Add the branch office Sophos Firewall to STAS collector configuration
To include the branch office Sophos Firewall in STAS collector configuration, do as follows:
- Sign in to the server with the STAS application using the administrator credentials.
- Start STAS from the desktop or Start menu.
- Go to STA Collector.
- Under Sophos Appliances, add the IP address of the branch office Sophos Firewall.
-
Click OK.
Here's an example.
Configure the head office Sophos Firewall to prompt VPN traffic for authentication
By default, Sophos Firewall prompts unauthenticated traffic for clientless SSO from the LAN/DMZ zone.
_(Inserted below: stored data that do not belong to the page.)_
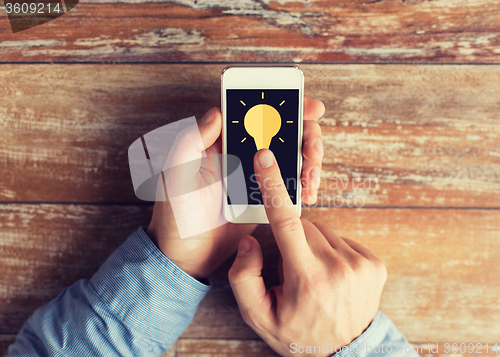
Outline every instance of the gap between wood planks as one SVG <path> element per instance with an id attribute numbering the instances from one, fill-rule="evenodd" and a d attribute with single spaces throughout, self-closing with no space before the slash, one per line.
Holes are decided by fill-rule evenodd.
<path id="1" fill-rule="evenodd" d="M 81 205 L 81 206 L 150 206 L 153 207 L 154 203 L 151 202 L 59 202 L 59 201 L 0 201 L 0 205 Z M 481 206 L 360 206 L 360 207 L 347 207 L 347 206 L 302 206 L 303 211 L 314 208 L 342 208 L 342 209 L 431 209 L 431 210 L 500 210 L 500 207 L 481 207 Z"/>
<path id="2" fill-rule="evenodd" d="M 282 61 L 282 62 L 244 62 L 244 61 L 216 61 L 216 62 L 175 62 L 175 61 L 165 61 L 165 62 L 115 62 L 115 61 L 101 61 L 101 62 L 92 62 L 92 61 L 84 61 L 84 62 L 73 62 L 73 61 L 33 61 L 33 62 L 9 62 L 9 61 L 0 61 L 1 65 L 33 65 L 33 64 L 49 64 L 49 65 L 112 65 L 112 66 L 120 66 L 120 65 L 177 65 L 177 64 L 185 64 L 185 65 L 229 65 L 229 64 L 283 64 L 283 65 L 397 65 L 397 66 L 499 66 L 500 62 L 293 62 L 293 61 Z"/>

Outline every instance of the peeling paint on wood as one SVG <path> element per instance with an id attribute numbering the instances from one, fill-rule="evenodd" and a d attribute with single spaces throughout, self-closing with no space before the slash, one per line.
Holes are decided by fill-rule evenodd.
<path id="1" fill-rule="evenodd" d="M 323 222 L 380 256 L 389 278 L 381 310 L 412 342 L 488 342 L 500 333 L 499 211 L 434 209 L 311 209 Z M 278 251 L 268 228 L 254 236 L 264 251 L 266 285 L 278 282 Z M 481 244 L 478 244 L 481 237 Z M 225 271 L 202 301 L 184 338 L 247 339 L 256 335 L 240 320 Z M 217 319 L 210 316 L 217 315 Z M 210 321 L 210 322 L 208 322 Z M 219 337 L 218 337 L 219 336 Z"/>
<path id="2" fill-rule="evenodd" d="M 7 355 L 8 347 L 16 340 L 15 335 L 0 335 L 0 355 Z M 201 342 L 201 341 L 200 341 Z M 168 352 L 161 355 L 161 357 L 177 357 L 176 355 L 177 343 L 172 344 Z"/>
<path id="3" fill-rule="evenodd" d="M 0 333 L 17 333 L 37 306 L 89 278 L 150 215 L 147 206 L 1 206 Z"/>
<path id="4" fill-rule="evenodd" d="M 200 63 L 0 66 L 0 202 L 136 203 L 128 145 L 220 103 L 224 65 L 201 62 L 499 63 L 499 14 L 495 0 L 83 0 L 17 34 L 4 17 L 2 62 Z M 302 68 L 327 107 L 321 205 L 442 207 L 304 216 L 384 260 L 382 310 L 414 345 L 498 342 L 500 211 L 449 207 L 500 207 L 500 67 Z M 89 277 L 150 214 L 0 204 L 0 355 L 36 307 Z M 276 244 L 266 227 L 255 235 L 274 285 Z M 165 357 L 274 355 L 239 315 L 230 265 Z"/>
<path id="5" fill-rule="evenodd" d="M 498 63 L 500 3 L 81 1 L 12 34 L 3 62 Z"/>
<path id="6" fill-rule="evenodd" d="M 0 67 L 0 200 L 138 202 L 128 146 L 220 103 L 223 65 Z M 500 66 L 303 65 L 320 205 L 500 207 Z"/>
<path id="7" fill-rule="evenodd" d="M 185 339 L 178 342 L 177 357 L 276 357 L 276 354 L 262 340 L 216 340 Z"/>
<path id="8" fill-rule="evenodd" d="M 330 345 L 330 344 L 329 344 Z M 464 346 L 465 345 L 465 346 Z M 439 344 L 436 349 L 436 343 L 413 343 L 412 347 L 421 357 L 444 357 L 444 356 L 460 356 L 460 357 L 477 357 L 479 353 L 481 356 L 498 356 L 498 353 L 491 351 L 491 345 L 486 347 L 480 346 L 480 344 L 473 344 L 473 346 L 465 343 L 460 346 L 460 343 L 452 346 L 445 346 L 443 343 Z M 451 354 L 446 350 L 458 351 L 456 354 Z M 460 353 L 460 347 L 465 353 Z M 473 348 L 471 348 L 473 347 Z M 328 347 L 330 348 L 330 347 Z M 469 351 L 473 350 L 473 353 Z M 217 339 L 180 339 L 179 349 L 177 351 L 178 357 L 206 357 L 206 356 L 218 356 L 218 357 L 232 357 L 235 351 L 237 351 L 238 356 L 250 357 L 250 356 L 279 356 L 274 353 L 264 341 L 261 340 L 217 340 Z M 333 351 L 335 351 L 335 346 Z M 368 349 L 369 351 L 369 349 Z M 433 351 L 433 352 L 431 352 Z M 437 351 L 437 352 L 436 352 Z"/>
<path id="9" fill-rule="evenodd" d="M 150 207 L 0 205 L 0 333 L 16 333 L 36 307 L 90 277 L 150 214 Z M 498 337 L 500 211 L 316 208 L 304 216 L 381 257 L 389 272 L 381 309 L 410 341 Z M 272 286 L 278 282 L 276 243 L 266 226 L 254 236 L 264 252 L 263 276 Z M 229 287 L 231 264 L 230 258 L 213 275 L 214 287 L 183 338 L 257 338 Z"/>

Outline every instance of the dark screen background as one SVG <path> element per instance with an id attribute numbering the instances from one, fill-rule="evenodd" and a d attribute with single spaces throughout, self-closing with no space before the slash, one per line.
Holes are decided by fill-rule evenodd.
<path id="1" fill-rule="evenodd" d="M 264 99 L 262 99 L 264 92 Z M 242 100 L 246 106 L 241 104 Z M 280 103 L 285 103 L 280 106 Z M 260 193 L 255 179 L 251 177 L 254 174 L 253 157 L 257 152 L 255 141 L 247 133 L 244 126 L 245 114 L 250 108 L 258 104 L 268 104 L 280 113 L 281 128 L 279 132 L 272 138 L 269 149 L 274 153 L 278 165 L 281 170 L 281 175 L 287 186 L 288 194 L 293 202 L 297 204 L 297 137 L 298 137 L 298 113 L 299 113 L 299 90 L 298 89 L 228 89 L 226 90 L 226 105 L 227 105 L 227 153 L 235 155 L 241 160 L 243 173 L 245 175 L 248 204 L 262 205 L 262 195 Z M 238 124 L 233 124 L 232 121 L 239 121 Z M 292 120 L 292 124 L 287 124 L 287 121 Z M 241 140 L 247 138 L 243 143 Z M 282 138 L 281 142 L 278 138 Z M 228 167 L 228 172 L 232 172 Z M 289 184 L 287 184 L 287 182 Z M 231 191 L 230 177 L 227 180 L 228 190 Z M 228 197 L 228 204 L 244 204 L 245 202 L 231 202 Z"/>

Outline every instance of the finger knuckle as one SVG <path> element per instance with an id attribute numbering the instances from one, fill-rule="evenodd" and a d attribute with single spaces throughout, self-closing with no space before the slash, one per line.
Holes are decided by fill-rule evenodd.
<path id="1" fill-rule="evenodd" d="M 313 121 L 311 122 L 313 123 L 313 127 L 314 129 L 318 132 L 318 133 L 321 133 L 321 125 L 319 125 L 319 123 L 317 121 Z"/>
<path id="2" fill-rule="evenodd" d="M 276 220 L 276 228 L 284 233 L 296 233 L 302 230 L 299 217 L 280 217 Z"/>
<path id="3" fill-rule="evenodd" d="M 228 277 L 230 283 L 236 282 L 237 274 L 238 273 L 233 268 L 229 269 L 229 271 L 227 272 L 227 277 Z"/>
<path id="4" fill-rule="evenodd" d="M 381 259 L 376 258 L 373 263 L 375 265 L 378 277 L 385 282 L 387 280 L 387 267 L 385 266 L 384 262 Z"/>
<path id="5" fill-rule="evenodd" d="M 187 127 L 177 134 L 175 141 L 178 145 L 190 144 L 194 139 L 193 136 L 193 128 Z"/>
<path id="6" fill-rule="evenodd" d="M 241 271 L 231 267 L 227 273 L 229 282 L 231 285 L 237 285 L 241 282 L 248 280 L 248 274 L 245 271 Z"/>
<path id="7" fill-rule="evenodd" d="M 259 307 L 241 307 L 240 313 L 243 321 L 254 330 L 263 330 L 266 326 L 265 314 Z"/>
<path id="8" fill-rule="evenodd" d="M 359 269 L 360 273 L 369 276 L 370 279 L 383 281 L 385 283 L 387 280 L 387 267 L 384 262 L 375 255 L 364 258 L 364 260 L 365 262 Z"/>
<path id="9" fill-rule="evenodd" d="M 248 310 L 248 309 L 240 309 L 241 312 L 241 317 L 243 318 L 243 321 L 249 326 L 254 326 L 255 325 L 255 314 Z"/>
<path id="10" fill-rule="evenodd" d="M 361 254 L 354 254 L 351 258 L 351 264 L 354 271 L 366 271 L 370 268 L 370 262 Z"/>
<path id="11" fill-rule="evenodd" d="M 313 120 L 304 121 L 304 125 L 308 130 L 311 130 L 314 133 L 321 133 L 321 125 L 318 122 Z"/>
<path id="12" fill-rule="evenodd" d="M 328 279 L 324 274 L 318 271 L 309 271 L 301 282 L 301 290 L 305 294 L 317 295 L 318 292 L 324 290 L 325 284 L 328 284 Z"/>
<path id="13" fill-rule="evenodd" d="M 285 182 L 281 177 L 268 177 L 264 180 L 266 190 L 281 190 L 285 187 Z"/>
<path id="14" fill-rule="evenodd" d="M 337 276 L 346 283 L 352 283 L 356 280 L 356 273 L 353 267 L 347 262 L 337 262 Z"/>

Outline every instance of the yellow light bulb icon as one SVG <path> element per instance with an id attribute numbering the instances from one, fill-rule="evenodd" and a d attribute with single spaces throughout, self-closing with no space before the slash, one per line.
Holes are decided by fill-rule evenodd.
<path id="1" fill-rule="evenodd" d="M 280 113 L 270 105 L 255 105 L 245 114 L 245 130 L 254 138 L 257 150 L 269 149 L 271 139 L 280 128 Z"/>

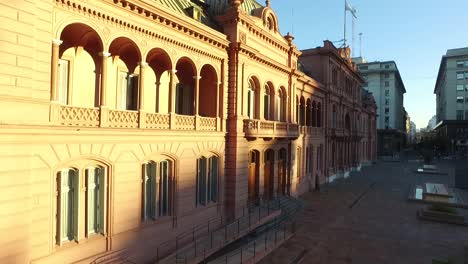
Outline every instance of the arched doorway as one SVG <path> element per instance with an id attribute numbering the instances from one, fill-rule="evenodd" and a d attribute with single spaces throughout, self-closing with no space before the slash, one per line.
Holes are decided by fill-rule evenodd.
<path id="1" fill-rule="evenodd" d="M 286 156 L 286 149 L 280 149 L 278 155 L 278 194 L 280 195 L 286 195 L 288 193 L 289 177 L 286 170 Z"/>
<path id="2" fill-rule="evenodd" d="M 248 193 L 249 203 L 258 203 L 259 201 L 259 186 L 260 186 L 260 152 L 252 150 L 249 153 L 249 182 Z"/>
<path id="3" fill-rule="evenodd" d="M 275 152 L 272 149 L 265 151 L 265 166 L 263 174 L 263 194 L 265 199 L 273 198 L 275 184 Z"/>

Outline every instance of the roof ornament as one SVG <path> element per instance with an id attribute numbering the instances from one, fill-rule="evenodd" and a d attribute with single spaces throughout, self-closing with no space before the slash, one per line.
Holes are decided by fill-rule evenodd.
<path id="1" fill-rule="evenodd" d="M 266 0 L 266 1 L 265 1 L 265 5 L 266 5 L 267 7 L 270 7 L 270 0 Z"/>
<path id="2" fill-rule="evenodd" d="M 286 36 L 284 36 L 284 38 L 288 41 L 289 44 L 291 44 L 294 40 L 294 36 L 291 35 L 289 32 L 288 34 L 286 34 Z"/>

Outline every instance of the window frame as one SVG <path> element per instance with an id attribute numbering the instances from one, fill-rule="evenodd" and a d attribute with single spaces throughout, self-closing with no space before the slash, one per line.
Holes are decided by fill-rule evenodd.
<path id="1" fill-rule="evenodd" d="M 98 191 L 98 199 L 100 199 L 99 208 L 101 209 L 99 212 L 99 216 L 97 216 L 99 221 L 99 232 L 91 233 L 89 232 L 89 221 L 88 221 L 88 209 L 89 209 L 89 182 L 86 170 L 88 168 L 100 168 L 102 170 L 101 177 L 98 179 L 101 180 L 100 182 L 100 189 Z M 61 228 L 63 225 L 62 219 L 62 173 L 64 171 L 75 171 L 75 182 L 74 182 L 74 191 L 73 194 L 74 199 L 76 201 L 75 208 L 72 210 L 74 211 L 74 218 L 73 221 L 73 232 L 74 237 L 73 239 L 69 240 L 62 240 L 61 235 Z M 109 197 L 108 194 L 109 190 L 109 179 L 110 179 L 110 167 L 98 160 L 77 160 L 74 162 L 69 162 L 67 164 L 63 164 L 59 166 L 56 170 L 54 170 L 54 190 L 55 190 L 55 197 L 54 197 L 54 217 L 53 217 L 53 234 L 54 239 L 52 243 L 54 245 L 55 250 L 60 250 L 62 248 L 68 248 L 70 246 L 77 246 L 89 239 L 108 239 L 108 228 L 109 228 Z"/>
<path id="2" fill-rule="evenodd" d="M 204 167 L 201 166 L 202 161 L 205 163 Z M 195 207 L 210 206 L 219 202 L 219 164 L 220 158 L 217 155 L 202 155 L 197 158 Z"/>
Since STAS at the head office serves login requests from the branch office over VPN, you must configure the head office Sophos Firewall to prompt the sign-in requests.
- Sign in to the command line using SSH. You can also access it from admin > Console in the upper-right corner of the web admin console.
- Choose option 4. Device Console.
-
Run the following command on the head office Sophos Firewall to add the branch office network to STAS.
system auth cta vpnzonenetwork add source-network 172.50.50.0 netmask 255.255.255.0
Note
Administration > Device Access > Local Service ACL > Client Authentication must be turned on for the VPN zone.